Signe Christine Antoinette Manna Reimer (1858–1943) was a Danish journalist and writer who is remembered in particular for her interest in folklore. Her five-volume Nordfynsk Bondeliv i Mands Minde (1910–1919) describes the way of life, customs and language of ordinary people in the rural communities of north Funen. The work is considered to be one of the most important historical records of Danish folklore and related traditions. She bequeathed her own collection of artefacts to Nordfyns Museum in Bogense.

==Early life and education==
Born on 15 April 1858 in Hårslev Parish near Bogense on the island of Funen, Signe Christine Antoinette Manna Reimer was the daughter of Hans Bertel Reimer (1800–1872), a school master, and his wife Kirsten Poulsdatter (1827–1920). She had two half brothers from her father's first marriage. Brought up in a well-to-do family, after attending her father's school in Hårslev, when she was nine she moved to her half-brother Alexander's home in Viborg where she spent five years at Wissing's Girls School. She was also trained in office work and bookkeeping by her brother, a local official. When her father died in 1872, she moved back to Hårslev to live with her mother. From 1880, she spent three years at the home of her second half brother, Anton, who was a pastor, tutoring his three children.

==Professional life==

Reimer taught in Herning until 1886 when she devoted her summers to looking after guest houses, opening her own establishment in Hellebæk in the 1890s. She was able to spend her winters developing her interest in local traditions and folklore.

In 1897, she settled with her mother in Odense and began to seriously devote herself to writing, taking a special interest in folklore and local language and traditions. She improved her knowledge of the field by visiting libraries and archives and meet with older people to discuss their past. Writing some 150 articles a year, she presented her ideas on good housekeeping, publishing Hjemmets Bog (Book of the Home) in 1908 which also included old sayings and poems and described some of the local housekeeping traditions she had experienced.

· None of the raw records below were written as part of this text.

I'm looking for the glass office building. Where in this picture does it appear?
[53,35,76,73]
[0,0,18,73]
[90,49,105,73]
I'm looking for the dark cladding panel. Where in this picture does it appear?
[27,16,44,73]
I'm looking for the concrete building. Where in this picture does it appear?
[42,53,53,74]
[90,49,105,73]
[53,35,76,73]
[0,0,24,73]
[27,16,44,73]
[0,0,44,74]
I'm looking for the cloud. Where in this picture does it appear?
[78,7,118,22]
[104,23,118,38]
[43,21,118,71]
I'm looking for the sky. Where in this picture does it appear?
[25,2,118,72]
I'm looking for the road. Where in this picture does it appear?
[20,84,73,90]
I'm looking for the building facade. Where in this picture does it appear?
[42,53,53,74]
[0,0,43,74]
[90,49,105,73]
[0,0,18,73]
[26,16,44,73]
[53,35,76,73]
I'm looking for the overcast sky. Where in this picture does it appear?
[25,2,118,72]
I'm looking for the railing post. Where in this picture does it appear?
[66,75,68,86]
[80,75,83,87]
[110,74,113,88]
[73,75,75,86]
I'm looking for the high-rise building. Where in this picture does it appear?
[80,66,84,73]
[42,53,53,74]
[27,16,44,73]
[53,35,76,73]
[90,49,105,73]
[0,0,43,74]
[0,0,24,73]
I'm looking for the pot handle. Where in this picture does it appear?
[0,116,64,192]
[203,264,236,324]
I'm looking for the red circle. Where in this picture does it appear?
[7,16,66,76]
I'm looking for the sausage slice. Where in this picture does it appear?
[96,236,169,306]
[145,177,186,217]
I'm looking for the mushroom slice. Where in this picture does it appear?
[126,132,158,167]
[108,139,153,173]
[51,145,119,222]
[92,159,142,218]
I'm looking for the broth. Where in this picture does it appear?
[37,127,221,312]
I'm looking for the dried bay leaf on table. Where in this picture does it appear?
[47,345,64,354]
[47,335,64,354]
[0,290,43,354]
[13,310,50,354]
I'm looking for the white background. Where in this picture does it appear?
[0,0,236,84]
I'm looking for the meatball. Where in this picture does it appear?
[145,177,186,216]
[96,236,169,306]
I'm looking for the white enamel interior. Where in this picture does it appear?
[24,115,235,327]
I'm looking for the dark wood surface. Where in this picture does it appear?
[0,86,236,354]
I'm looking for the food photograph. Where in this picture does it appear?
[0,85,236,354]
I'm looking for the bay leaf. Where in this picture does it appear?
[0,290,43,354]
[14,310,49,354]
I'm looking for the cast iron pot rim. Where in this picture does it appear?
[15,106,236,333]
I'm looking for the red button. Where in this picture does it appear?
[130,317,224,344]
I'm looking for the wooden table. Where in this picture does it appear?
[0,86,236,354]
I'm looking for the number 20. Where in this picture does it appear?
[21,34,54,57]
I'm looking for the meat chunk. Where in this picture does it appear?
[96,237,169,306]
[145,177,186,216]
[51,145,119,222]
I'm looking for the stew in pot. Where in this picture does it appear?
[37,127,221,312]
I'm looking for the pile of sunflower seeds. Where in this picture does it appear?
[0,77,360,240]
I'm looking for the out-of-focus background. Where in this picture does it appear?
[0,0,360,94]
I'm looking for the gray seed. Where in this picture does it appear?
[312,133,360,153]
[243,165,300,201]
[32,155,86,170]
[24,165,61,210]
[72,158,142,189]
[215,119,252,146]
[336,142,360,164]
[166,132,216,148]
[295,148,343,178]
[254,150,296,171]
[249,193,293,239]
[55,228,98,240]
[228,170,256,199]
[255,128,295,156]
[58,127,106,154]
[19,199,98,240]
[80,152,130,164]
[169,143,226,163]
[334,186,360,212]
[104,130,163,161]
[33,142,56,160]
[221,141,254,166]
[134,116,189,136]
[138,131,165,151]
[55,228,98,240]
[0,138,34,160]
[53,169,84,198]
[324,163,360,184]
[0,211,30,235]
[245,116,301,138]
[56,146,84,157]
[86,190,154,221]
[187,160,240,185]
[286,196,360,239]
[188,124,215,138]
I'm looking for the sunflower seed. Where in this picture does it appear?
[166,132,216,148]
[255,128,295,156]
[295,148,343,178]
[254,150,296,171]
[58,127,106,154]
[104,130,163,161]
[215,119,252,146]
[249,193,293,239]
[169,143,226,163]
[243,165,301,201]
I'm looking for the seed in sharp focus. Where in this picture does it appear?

In 1910, Reimer published the first volume of her celebrated work Nordfynsk Bondeliv i Mands Minde. As a result of her own poor health and the pressures of the First World War, the fifth volume did not appear until 1919. She had set out to show that folk traditions should not only be a topic for academics from Copenhagen but could be addressed by interested authors in the provinces. She succeeded in her enterprise, receiving wide acclaim from recognized authorities. After her mother's death in 1920, Reimer could not find the strength to write more books but until the end of her life she continued to contribute articles to journals.

Christine Reimer died in Odense on 13 December 1943. She left her folkloric artefacts to the Nordfyn Museum in Bodense and bequeathed her collection of some 5,000 sayings, proverbs and examples of local dialect to the Udvalg for Folkemaal og Dansk Folkemindesamling, the Danish folklore archives.